I moved back home to be closer to family after living interstate for 15 years and it’s easier and harder than you think. Some of the things you have been nostalgic for you find might no longer be true and it’s not just you but the place that has changed. Although on other days it feels like it hasn’t changed at all. On the upside, you have old established friendships and deeply established patterns of relationships but these can also be the downside. Can you see how this goes?
Bottom line for me was, it wasn’t always easy finding my place again but I did settle back in and never regretted the decision. It felt like the right thing.
Having said that, it’s now been nine years and I feel I could be ready for another move! I’ll always come back here because I’m rooted here, but there’s nothing to stop leaving and coming back, especially after reconnecting.

One other question: What does Brian think and how will he continue his acting up there?
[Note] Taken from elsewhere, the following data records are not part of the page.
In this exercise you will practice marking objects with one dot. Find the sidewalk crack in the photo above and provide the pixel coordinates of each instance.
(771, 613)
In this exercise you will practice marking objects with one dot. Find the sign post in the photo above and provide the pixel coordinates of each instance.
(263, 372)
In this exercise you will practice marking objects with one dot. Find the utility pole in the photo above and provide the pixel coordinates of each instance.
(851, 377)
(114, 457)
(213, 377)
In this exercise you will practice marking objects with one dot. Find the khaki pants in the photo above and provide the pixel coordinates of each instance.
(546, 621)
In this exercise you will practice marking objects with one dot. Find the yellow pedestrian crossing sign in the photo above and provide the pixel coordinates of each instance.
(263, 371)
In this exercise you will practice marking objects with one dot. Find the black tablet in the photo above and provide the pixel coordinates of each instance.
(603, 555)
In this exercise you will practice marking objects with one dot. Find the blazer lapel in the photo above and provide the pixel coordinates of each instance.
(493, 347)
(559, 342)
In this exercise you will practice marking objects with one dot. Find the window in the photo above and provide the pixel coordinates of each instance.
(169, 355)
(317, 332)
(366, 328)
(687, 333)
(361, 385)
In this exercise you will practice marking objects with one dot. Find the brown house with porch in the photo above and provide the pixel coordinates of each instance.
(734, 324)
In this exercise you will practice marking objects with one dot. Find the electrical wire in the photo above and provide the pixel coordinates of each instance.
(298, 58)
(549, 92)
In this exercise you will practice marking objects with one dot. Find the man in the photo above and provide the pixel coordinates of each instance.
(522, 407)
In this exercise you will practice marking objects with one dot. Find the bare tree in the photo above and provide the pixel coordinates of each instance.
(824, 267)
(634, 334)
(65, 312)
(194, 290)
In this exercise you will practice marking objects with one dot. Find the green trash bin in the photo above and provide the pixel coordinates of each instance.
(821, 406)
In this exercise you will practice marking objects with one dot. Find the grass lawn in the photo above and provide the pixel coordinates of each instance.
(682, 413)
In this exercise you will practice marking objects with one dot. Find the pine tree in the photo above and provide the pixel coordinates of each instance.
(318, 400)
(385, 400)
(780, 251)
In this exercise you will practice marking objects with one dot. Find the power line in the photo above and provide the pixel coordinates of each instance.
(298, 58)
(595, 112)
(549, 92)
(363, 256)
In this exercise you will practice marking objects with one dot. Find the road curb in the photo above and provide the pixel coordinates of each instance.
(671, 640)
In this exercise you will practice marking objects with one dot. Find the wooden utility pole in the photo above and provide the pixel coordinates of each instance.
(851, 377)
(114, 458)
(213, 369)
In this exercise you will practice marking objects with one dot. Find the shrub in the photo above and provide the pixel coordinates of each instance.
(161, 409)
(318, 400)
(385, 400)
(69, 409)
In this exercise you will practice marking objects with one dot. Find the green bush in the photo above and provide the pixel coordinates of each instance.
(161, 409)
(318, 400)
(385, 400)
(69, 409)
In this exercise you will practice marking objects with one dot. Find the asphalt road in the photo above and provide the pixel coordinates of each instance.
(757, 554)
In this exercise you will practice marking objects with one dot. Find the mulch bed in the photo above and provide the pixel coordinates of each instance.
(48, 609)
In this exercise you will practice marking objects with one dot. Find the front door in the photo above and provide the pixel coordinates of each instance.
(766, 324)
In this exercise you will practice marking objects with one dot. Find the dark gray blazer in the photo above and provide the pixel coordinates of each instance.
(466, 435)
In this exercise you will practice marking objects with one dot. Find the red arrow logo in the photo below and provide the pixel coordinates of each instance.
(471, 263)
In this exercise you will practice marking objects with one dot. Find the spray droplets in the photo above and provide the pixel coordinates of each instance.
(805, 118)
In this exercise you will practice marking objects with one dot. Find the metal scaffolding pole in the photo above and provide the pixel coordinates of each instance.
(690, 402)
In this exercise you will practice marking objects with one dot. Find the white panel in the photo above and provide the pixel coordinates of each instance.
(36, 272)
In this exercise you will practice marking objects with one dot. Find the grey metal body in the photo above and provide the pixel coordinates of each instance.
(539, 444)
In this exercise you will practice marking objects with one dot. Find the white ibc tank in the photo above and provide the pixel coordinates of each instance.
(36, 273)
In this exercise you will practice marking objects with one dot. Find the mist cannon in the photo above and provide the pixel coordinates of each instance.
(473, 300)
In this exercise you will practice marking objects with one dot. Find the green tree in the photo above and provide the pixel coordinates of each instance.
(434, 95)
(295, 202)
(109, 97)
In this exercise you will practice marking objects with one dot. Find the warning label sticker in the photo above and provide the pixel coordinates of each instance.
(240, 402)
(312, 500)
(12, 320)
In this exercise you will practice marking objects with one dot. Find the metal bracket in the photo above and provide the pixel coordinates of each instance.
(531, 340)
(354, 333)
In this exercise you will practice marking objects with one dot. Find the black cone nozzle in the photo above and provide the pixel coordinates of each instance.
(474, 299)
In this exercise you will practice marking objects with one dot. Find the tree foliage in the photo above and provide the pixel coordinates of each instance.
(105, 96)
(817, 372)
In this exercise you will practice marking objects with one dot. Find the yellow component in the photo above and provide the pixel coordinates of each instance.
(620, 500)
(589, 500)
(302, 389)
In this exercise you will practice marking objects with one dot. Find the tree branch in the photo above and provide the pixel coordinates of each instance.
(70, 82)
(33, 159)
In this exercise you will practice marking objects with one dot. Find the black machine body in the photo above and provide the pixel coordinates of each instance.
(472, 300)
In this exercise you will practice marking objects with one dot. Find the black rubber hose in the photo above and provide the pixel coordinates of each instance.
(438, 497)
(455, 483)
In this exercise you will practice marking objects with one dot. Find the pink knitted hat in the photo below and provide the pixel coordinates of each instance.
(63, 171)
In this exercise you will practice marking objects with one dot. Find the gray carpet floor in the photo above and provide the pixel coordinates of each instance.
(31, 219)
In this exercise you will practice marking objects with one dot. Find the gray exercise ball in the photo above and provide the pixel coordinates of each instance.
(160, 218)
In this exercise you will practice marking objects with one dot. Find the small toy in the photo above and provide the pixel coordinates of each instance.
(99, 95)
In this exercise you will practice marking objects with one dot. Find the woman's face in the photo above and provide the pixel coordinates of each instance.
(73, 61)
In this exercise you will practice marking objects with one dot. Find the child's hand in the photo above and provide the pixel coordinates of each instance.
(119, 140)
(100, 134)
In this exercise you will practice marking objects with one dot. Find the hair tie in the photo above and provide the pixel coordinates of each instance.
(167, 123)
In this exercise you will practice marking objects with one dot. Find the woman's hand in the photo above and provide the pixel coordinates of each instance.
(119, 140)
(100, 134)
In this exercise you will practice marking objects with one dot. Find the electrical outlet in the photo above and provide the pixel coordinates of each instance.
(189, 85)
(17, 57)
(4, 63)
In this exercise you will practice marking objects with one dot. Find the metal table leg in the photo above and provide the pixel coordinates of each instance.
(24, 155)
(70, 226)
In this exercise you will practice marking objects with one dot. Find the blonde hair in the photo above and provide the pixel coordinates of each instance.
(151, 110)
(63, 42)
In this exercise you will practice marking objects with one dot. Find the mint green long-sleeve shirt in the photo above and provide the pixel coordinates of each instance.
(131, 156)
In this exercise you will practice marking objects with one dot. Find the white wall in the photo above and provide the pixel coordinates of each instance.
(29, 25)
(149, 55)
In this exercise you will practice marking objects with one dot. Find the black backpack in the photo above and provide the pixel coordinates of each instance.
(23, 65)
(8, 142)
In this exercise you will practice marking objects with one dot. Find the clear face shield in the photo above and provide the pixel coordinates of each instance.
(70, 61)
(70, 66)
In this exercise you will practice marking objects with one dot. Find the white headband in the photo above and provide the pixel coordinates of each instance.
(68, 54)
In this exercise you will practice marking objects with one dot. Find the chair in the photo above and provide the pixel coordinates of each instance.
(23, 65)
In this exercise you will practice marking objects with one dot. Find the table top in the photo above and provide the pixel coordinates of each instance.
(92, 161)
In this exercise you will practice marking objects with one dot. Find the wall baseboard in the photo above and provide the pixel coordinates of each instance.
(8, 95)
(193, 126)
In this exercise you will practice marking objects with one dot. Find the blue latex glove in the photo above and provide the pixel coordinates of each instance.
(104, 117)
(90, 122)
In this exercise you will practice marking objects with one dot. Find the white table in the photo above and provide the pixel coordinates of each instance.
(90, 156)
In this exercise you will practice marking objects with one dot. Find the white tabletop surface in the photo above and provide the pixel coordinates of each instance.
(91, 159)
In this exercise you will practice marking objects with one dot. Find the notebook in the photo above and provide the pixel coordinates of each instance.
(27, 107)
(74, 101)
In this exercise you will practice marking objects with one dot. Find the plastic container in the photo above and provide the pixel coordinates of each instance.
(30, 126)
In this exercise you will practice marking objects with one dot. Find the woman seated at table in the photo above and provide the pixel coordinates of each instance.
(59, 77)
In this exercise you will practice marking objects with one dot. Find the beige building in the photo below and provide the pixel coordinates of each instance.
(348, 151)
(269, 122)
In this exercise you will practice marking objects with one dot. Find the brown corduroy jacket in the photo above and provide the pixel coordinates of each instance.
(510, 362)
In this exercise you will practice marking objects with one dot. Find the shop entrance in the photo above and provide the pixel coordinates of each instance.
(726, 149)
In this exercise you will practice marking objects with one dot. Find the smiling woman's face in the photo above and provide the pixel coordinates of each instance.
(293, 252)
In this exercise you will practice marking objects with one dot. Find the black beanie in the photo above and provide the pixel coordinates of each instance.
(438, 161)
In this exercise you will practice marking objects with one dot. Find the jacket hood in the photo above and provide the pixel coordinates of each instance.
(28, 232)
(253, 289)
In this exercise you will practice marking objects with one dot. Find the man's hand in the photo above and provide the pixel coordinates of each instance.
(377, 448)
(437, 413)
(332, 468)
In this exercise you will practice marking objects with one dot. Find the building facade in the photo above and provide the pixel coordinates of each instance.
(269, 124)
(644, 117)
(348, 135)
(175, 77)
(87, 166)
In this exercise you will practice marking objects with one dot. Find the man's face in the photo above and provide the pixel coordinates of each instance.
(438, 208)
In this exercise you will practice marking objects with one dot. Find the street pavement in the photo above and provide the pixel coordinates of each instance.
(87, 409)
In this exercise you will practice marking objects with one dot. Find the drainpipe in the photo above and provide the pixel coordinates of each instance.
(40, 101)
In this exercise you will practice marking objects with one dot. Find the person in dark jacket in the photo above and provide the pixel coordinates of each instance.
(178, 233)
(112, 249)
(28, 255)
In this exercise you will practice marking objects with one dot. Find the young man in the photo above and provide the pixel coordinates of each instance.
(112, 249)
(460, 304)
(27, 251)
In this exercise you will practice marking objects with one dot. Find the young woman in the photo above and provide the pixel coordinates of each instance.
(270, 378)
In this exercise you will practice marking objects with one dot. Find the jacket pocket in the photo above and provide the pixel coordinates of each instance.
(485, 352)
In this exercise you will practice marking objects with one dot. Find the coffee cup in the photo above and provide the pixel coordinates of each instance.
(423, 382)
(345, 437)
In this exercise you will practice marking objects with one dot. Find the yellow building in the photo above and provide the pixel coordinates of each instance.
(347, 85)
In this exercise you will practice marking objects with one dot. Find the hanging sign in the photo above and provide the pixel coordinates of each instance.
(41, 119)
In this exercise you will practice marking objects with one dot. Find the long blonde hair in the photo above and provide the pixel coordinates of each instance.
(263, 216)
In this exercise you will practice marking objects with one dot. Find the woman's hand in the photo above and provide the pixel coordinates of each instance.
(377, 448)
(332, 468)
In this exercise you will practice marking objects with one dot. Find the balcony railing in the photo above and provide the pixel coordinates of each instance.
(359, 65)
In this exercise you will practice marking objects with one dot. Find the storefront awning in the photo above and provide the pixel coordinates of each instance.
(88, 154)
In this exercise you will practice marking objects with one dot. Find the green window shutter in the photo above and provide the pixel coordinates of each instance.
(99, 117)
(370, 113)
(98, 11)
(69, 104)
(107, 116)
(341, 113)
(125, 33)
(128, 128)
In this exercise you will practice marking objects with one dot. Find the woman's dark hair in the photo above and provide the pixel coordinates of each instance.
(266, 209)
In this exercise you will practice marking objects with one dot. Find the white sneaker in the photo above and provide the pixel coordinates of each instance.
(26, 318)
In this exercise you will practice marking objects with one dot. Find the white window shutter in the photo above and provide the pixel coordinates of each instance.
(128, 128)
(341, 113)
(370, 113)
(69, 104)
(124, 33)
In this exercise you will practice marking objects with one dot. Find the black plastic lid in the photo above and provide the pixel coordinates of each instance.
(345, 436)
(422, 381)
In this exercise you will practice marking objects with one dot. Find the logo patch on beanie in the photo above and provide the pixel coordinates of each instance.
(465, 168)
Or is it close enough it doesn’t matter?

Christa
3 years ago

Your honest writing and perspective on moving home is resonating with me right now, as we just wrote an offer on a fixer on Kauai, sold our house in LA, packed our worldly goods into a container, got our dogs certified, and moved. In 2 months! I look forward to learning from you.

Lynnae
3 years ago

Well, I’ve been watching you and following you from Portland for ages. I have a super small-time remodeling biz of my own (though, totally offline during COVID). Welcome home! I can’t wait to see the new digs.

sally
3 years ago

I moved to PDX a couple of years ago from a lifetime in the Bay Area (sorry, not trying to gentrify but I cannot ever afford to live well where I grew up). I think it will be less rainy than you anticipate, but then again I did not move from the LA area. You and I are the exact same age. I had never moved away from home and have also struggled with the feeling of identity, the future me vs who I have always been and what it means for the first time to not know everything about a place. (strange feeling for me) What I will say is the quality of life here compared to CA is AWESOME! You will be happy I think with the balance between country and city, it is definitely a slower pace of life than the large CA cities and there’s WAY WAY more kindness here. Life is good. I know how you feel and I think you are making the right move, but you’re right, it is ok to feel all the feelings but push through toward what you think is the right thing to do. All the best, I am… Read more »

Christina
3 years ago

That room looks so happy already, the LIGHT. So excited for this next chapter for you all.